Lupin might’ve had chocolate knowing there’d be Dementors.

Both Dumbledore and Arthur Weasley knew there were going to be Dementors at Hogwarts.

“Well, Arthur, you must do what you think is right. But you’re forgetting Albus Dumbledore. I don’t think anything could hurt Harry at Hogwarts while Dumbledore’s Headmaster. I suppose he knows about all this?’

‘Of course he knows. We had to ask him if he minds the Azkaban guards stationing themselves around the entrances to the school grounds. He wasn’t happy about it, but he agreed.”
- Harry Potter and the Prisoner of Azkaban, Chapter 4 (The Leaky Cauldron)

If Lupin also knew (possibly being warned by Dumbledore), he’d have likely made sure to have chocolate specifically for that purpose. Lupin seemed fairly aware of what was going on. He knew the Dementor was from Azkaban.

“What was that thing?’ he asked Lupin.

‘A Dementor,’ said Lupin, who was now giving chocolate to everyone else. ‘One of the Dementors of Azkaban.”
- Harry Potter and the Prisoner of Azkaban, Chapter 5 (The Dementor)

He also knew that they were looking for Sirius Black.

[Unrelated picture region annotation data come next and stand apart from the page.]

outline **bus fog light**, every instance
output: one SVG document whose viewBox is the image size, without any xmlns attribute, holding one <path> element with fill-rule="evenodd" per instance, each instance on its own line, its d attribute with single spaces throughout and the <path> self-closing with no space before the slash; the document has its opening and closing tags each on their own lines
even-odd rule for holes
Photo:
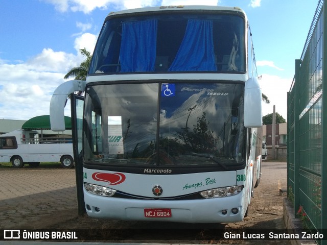
<svg viewBox="0 0 327 245">
<path fill-rule="evenodd" d="M 235 188 L 235 186 L 230 186 L 229 187 L 229 189 L 228 189 L 228 192 L 230 194 L 233 194 L 234 192 L 235 192 L 235 190 L 236 190 L 236 188 Z"/>
<path fill-rule="evenodd" d="M 232 208 L 231 212 L 233 213 L 234 214 L 236 214 L 237 213 L 239 212 L 239 209 L 237 208 Z"/>
<path fill-rule="evenodd" d="M 88 193 L 103 197 L 112 197 L 116 191 L 115 190 L 110 188 L 87 183 L 85 183 L 84 186 L 86 191 Z"/>
</svg>

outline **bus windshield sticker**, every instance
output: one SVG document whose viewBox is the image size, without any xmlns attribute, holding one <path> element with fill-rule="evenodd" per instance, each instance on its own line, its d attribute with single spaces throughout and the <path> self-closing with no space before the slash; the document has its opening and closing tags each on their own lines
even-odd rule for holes
<svg viewBox="0 0 327 245">
<path fill-rule="evenodd" d="M 163 83 L 161 85 L 161 97 L 173 97 L 175 96 L 175 84 Z"/>
</svg>

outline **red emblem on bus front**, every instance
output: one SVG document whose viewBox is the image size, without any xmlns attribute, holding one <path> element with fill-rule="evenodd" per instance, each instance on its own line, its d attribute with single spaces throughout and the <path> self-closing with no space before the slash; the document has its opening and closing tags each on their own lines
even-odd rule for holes
<svg viewBox="0 0 327 245">
<path fill-rule="evenodd" d="M 97 172 L 92 175 L 92 178 L 98 181 L 105 181 L 108 183 L 106 185 L 114 185 L 123 183 L 126 179 L 126 177 L 120 173 L 109 174 Z"/>
</svg>

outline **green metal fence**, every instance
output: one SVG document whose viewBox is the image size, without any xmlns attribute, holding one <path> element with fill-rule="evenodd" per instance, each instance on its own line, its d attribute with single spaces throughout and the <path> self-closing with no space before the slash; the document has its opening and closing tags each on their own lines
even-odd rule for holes
<svg viewBox="0 0 327 245">
<path fill-rule="evenodd" d="M 319 1 L 287 97 L 288 195 L 305 227 L 313 229 L 327 229 L 325 9 Z"/>
</svg>

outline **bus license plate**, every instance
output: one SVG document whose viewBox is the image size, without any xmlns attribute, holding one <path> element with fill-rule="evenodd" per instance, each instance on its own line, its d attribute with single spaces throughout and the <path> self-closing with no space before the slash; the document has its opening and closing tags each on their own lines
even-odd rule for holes
<svg viewBox="0 0 327 245">
<path fill-rule="evenodd" d="M 172 216 L 170 208 L 145 208 L 144 216 L 149 218 L 167 218 Z"/>
</svg>

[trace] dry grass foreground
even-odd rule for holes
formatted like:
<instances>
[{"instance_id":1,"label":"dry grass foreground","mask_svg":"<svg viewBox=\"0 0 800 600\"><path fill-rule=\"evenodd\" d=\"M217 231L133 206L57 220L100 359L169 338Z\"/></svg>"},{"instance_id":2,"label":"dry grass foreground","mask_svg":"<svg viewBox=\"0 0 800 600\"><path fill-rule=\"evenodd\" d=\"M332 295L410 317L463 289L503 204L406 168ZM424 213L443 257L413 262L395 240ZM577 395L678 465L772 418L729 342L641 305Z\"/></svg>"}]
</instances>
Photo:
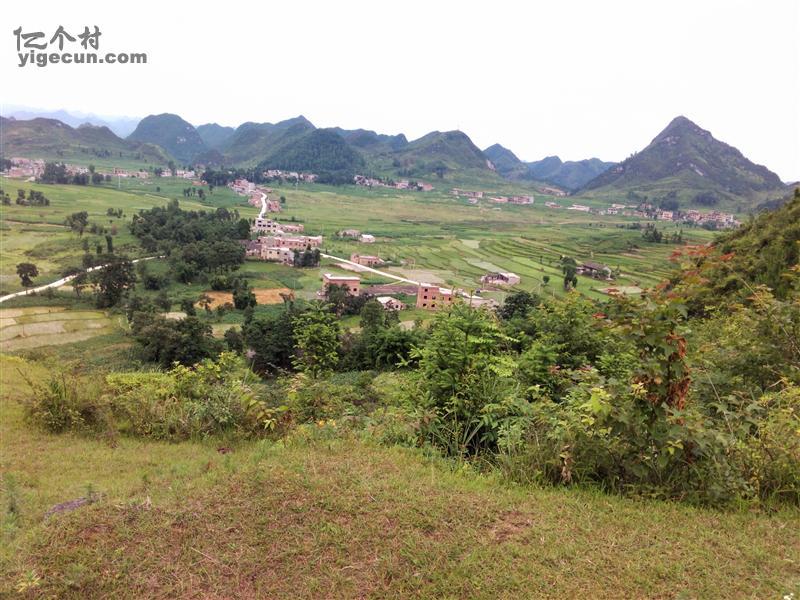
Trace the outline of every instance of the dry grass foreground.
<instances>
[{"instance_id":1,"label":"dry grass foreground","mask_svg":"<svg viewBox=\"0 0 800 600\"><path fill-rule=\"evenodd\" d=\"M780 598L800 585L800 515L723 513L510 488L332 425L283 443L28 429L3 359L4 477L20 529L0 596L28 598ZM102 499L45 518L54 504Z\"/></svg>"}]
</instances>

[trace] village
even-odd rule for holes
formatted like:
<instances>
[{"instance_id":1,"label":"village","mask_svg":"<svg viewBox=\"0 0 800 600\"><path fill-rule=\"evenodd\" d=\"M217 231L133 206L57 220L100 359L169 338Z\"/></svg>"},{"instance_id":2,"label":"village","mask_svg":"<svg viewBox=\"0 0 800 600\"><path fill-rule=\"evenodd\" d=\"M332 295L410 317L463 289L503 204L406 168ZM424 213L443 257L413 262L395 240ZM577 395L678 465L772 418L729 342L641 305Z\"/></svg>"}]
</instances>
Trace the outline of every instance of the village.
<instances>
[{"instance_id":1,"label":"village","mask_svg":"<svg viewBox=\"0 0 800 600\"><path fill-rule=\"evenodd\" d=\"M567 194L557 188L540 189L549 196L565 197ZM476 190L463 190L453 188L450 193L456 198L466 198L467 203L478 205L481 200L486 200L491 204L516 204L532 206L535 203L533 196L490 196L486 192ZM688 210L667 210L653 204L642 202L639 204L618 204L612 203L607 208L593 208L586 204L571 203L570 205L559 204L552 200L544 203L545 208L552 210L571 210L598 216L623 216L654 221L669 221L673 223L685 223L699 227L711 229L735 229L741 222L732 214L708 211L703 212L695 209ZM499 210L499 209L496 209Z\"/></svg>"}]
</instances>

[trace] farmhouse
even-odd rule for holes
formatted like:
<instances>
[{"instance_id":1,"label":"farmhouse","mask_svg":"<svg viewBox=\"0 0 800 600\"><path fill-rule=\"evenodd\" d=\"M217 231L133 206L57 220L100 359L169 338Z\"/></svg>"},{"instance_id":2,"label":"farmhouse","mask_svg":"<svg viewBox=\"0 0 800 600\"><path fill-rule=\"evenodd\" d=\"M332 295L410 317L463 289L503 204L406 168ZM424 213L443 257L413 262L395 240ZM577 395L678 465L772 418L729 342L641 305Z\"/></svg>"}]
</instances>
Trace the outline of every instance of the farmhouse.
<instances>
[{"instance_id":1,"label":"farmhouse","mask_svg":"<svg viewBox=\"0 0 800 600\"><path fill-rule=\"evenodd\" d=\"M517 285L520 282L516 273L487 273L481 277L481 283L486 285Z\"/></svg>"},{"instance_id":2,"label":"farmhouse","mask_svg":"<svg viewBox=\"0 0 800 600\"><path fill-rule=\"evenodd\" d=\"M453 304L456 294L453 290L432 283L420 283L417 288L417 308L435 310Z\"/></svg>"},{"instance_id":3,"label":"farmhouse","mask_svg":"<svg viewBox=\"0 0 800 600\"><path fill-rule=\"evenodd\" d=\"M361 289L361 278L355 275L332 275L325 273L322 276L322 291L327 293L332 285L344 286L351 296L358 296Z\"/></svg>"},{"instance_id":4,"label":"farmhouse","mask_svg":"<svg viewBox=\"0 0 800 600\"><path fill-rule=\"evenodd\" d=\"M375 267L383 264L383 261L377 256L368 256L366 254L351 254L350 262L354 262L362 267Z\"/></svg>"},{"instance_id":5,"label":"farmhouse","mask_svg":"<svg viewBox=\"0 0 800 600\"><path fill-rule=\"evenodd\" d=\"M264 217L256 217L256 220L253 223L253 227L251 229L258 233L281 234L281 233L302 233L304 227L299 223L292 223L292 224L278 223L277 221L273 221L272 219L265 219Z\"/></svg>"},{"instance_id":6,"label":"farmhouse","mask_svg":"<svg viewBox=\"0 0 800 600\"><path fill-rule=\"evenodd\" d=\"M258 238L263 246L271 248L292 248L305 250L308 247L319 248L322 245L321 235L296 235L288 236L281 234L267 235Z\"/></svg>"},{"instance_id":7,"label":"farmhouse","mask_svg":"<svg viewBox=\"0 0 800 600\"><path fill-rule=\"evenodd\" d=\"M406 307L400 300L392 298L391 296L378 296L375 299L381 303L384 310L397 311L403 310Z\"/></svg>"},{"instance_id":8,"label":"farmhouse","mask_svg":"<svg viewBox=\"0 0 800 600\"><path fill-rule=\"evenodd\" d=\"M458 188L453 188L451 193L458 197L464 196L466 198L483 198L483 192L474 192L471 190L460 190Z\"/></svg>"},{"instance_id":9,"label":"farmhouse","mask_svg":"<svg viewBox=\"0 0 800 600\"><path fill-rule=\"evenodd\" d=\"M593 261L587 261L579 266L578 273L594 277L595 279L612 279L611 267Z\"/></svg>"},{"instance_id":10,"label":"farmhouse","mask_svg":"<svg viewBox=\"0 0 800 600\"><path fill-rule=\"evenodd\" d=\"M261 260L292 265L294 264L294 250L291 248L261 246Z\"/></svg>"},{"instance_id":11,"label":"farmhouse","mask_svg":"<svg viewBox=\"0 0 800 600\"><path fill-rule=\"evenodd\" d=\"M261 244L257 240L239 240L244 246L244 255L250 257L261 256Z\"/></svg>"}]
</instances>

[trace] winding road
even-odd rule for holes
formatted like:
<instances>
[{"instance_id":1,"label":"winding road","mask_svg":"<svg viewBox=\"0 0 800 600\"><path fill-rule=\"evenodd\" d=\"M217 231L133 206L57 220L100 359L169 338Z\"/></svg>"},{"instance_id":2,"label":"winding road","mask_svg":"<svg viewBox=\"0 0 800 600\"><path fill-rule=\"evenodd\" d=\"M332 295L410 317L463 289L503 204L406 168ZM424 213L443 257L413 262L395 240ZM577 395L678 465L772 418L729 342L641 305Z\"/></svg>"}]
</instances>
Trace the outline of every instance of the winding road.
<instances>
[{"instance_id":1,"label":"winding road","mask_svg":"<svg viewBox=\"0 0 800 600\"><path fill-rule=\"evenodd\" d=\"M145 258L136 258L132 260L132 263L143 262L145 260L153 260L154 258L164 258L163 256L146 256ZM105 269L108 265L97 265L95 267L89 267L86 271L82 273L76 273L75 275L68 275L67 277L62 277L61 279L54 281L52 283L48 283L45 285L40 285L39 287L30 288L27 290L23 290L21 292L16 292L14 294L8 294L7 296L0 296L0 303L5 302L6 300L11 300L13 298L19 298L20 296L27 296L29 294L36 294L38 292L43 292L50 288L59 288L62 285L65 285L75 279L78 275L82 275L83 273L91 273L92 271L99 271L100 269Z\"/></svg>"},{"instance_id":2,"label":"winding road","mask_svg":"<svg viewBox=\"0 0 800 600\"><path fill-rule=\"evenodd\" d=\"M404 281L405 283L413 283L414 285L421 285L419 281L414 281L413 279L406 279L405 277L400 277L398 275L392 275L391 273L387 273L386 271L379 271L378 269L373 269L372 267L365 267L364 265L360 265L352 260L347 260L346 258L339 258L338 256L333 256L331 254L322 254L320 252L320 256L324 258L330 258L331 260L335 260L336 262L344 263L346 265L351 265L353 267L358 267L359 271L368 271L370 273L375 273L376 275L381 275L383 277L388 277L389 279L394 279L395 281Z\"/></svg>"}]
</instances>

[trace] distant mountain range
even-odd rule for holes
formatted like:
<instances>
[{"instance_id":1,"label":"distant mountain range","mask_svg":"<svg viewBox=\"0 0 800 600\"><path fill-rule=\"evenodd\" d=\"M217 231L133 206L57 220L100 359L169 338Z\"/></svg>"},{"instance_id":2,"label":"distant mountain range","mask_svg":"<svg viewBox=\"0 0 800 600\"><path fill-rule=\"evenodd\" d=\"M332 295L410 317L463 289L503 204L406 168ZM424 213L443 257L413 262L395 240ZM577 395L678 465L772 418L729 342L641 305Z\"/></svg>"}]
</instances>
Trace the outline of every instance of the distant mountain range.
<instances>
[{"instance_id":1,"label":"distant mountain range","mask_svg":"<svg viewBox=\"0 0 800 600\"><path fill-rule=\"evenodd\" d=\"M79 127L85 123L108 127L119 137L126 137L136 129L138 117L100 117L92 113L70 112L66 110L36 110L27 106L9 106L4 109L4 117L14 118L18 121L30 119L57 119L70 127Z\"/></svg>"},{"instance_id":2,"label":"distant mountain range","mask_svg":"<svg viewBox=\"0 0 800 600\"><path fill-rule=\"evenodd\" d=\"M123 140L108 127L71 127L56 119L18 121L0 117L2 155L66 162L91 163L97 159L166 164L169 154L160 146Z\"/></svg>"},{"instance_id":3,"label":"distant mountain range","mask_svg":"<svg viewBox=\"0 0 800 600\"><path fill-rule=\"evenodd\" d=\"M208 150L191 123L169 113L145 117L128 140L161 146L182 163L192 162L197 155Z\"/></svg>"},{"instance_id":4,"label":"distant mountain range","mask_svg":"<svg viewBox=\"0 0 800 600\"><path fill-rule=\"evenodd\" d=\"M503 177L544 181L569 191L581 188L616 164L604 162L599 158L564 162L558 156L523 162L511 150L500 144L489 146L483 153Z\"/></svg>"},{"instance_id":5,"label":"distant mountain range","mask_svg":"<svg viewBox=\"0 0 800 600\"><path fill-rule=\"evenodd\" d=\"M716 206L753 203L787 192L780 178L714 138L686 117L676 117L641 152L587 182L588 195L627 194L658 203Z\"/></svg>"},{"instance_id":6,"label":"distant mountain range","mask_svg":"<svg viewBox=\"0 0 800 600\"><path fill-rule=\"evenodd\" d=\"M63 112L63 111L59 111ZM194 127L178 115L150 115L126 139L108 127L70 127L54 119L3 119L5 156L139 156L140 160L212 167L310 171L345 182L355 173L389 178L547 183L582 196L650 201L662 206L751 208L785 196L766 167L720 142L685 117L674 119L641 152L617 164L597 158L525 162L494 144L480 150L461 131L433 131L409 141L366 129L319 129L304 116L277 123ZM121 153L121 154L120 154Z\"/></svg>"}]
</instances>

“And Professor Lupin stepped over you, and walked towards the Dementor, and pulled out his wand,’ said Hermione. ‘And he said, “None of us is hiding Sirius Black under our cloaks. Go.”
- Harry Potter and the Prisoner of Azkaban, Chapter 5 (The Dementor)

If he was indeed aware they’d be there, which seems likely given the evidence, he’d likely consider it a priority to prepare for them.

4

This is not in-universe, but if Remus has been in poverty all his life, getting a well-paid job for a year does not mean you stop being “poor”.

A person who can’t work but needs money can easily pile up debts - credit cards, loan sharks, loans from banks, family and friends.

As Remus was shown to be conscientious, I expect he would have spent his Hogwarts pay on paying off his debts, leaving him little to spend on himself. After all, would you default on a loan from Gringotts?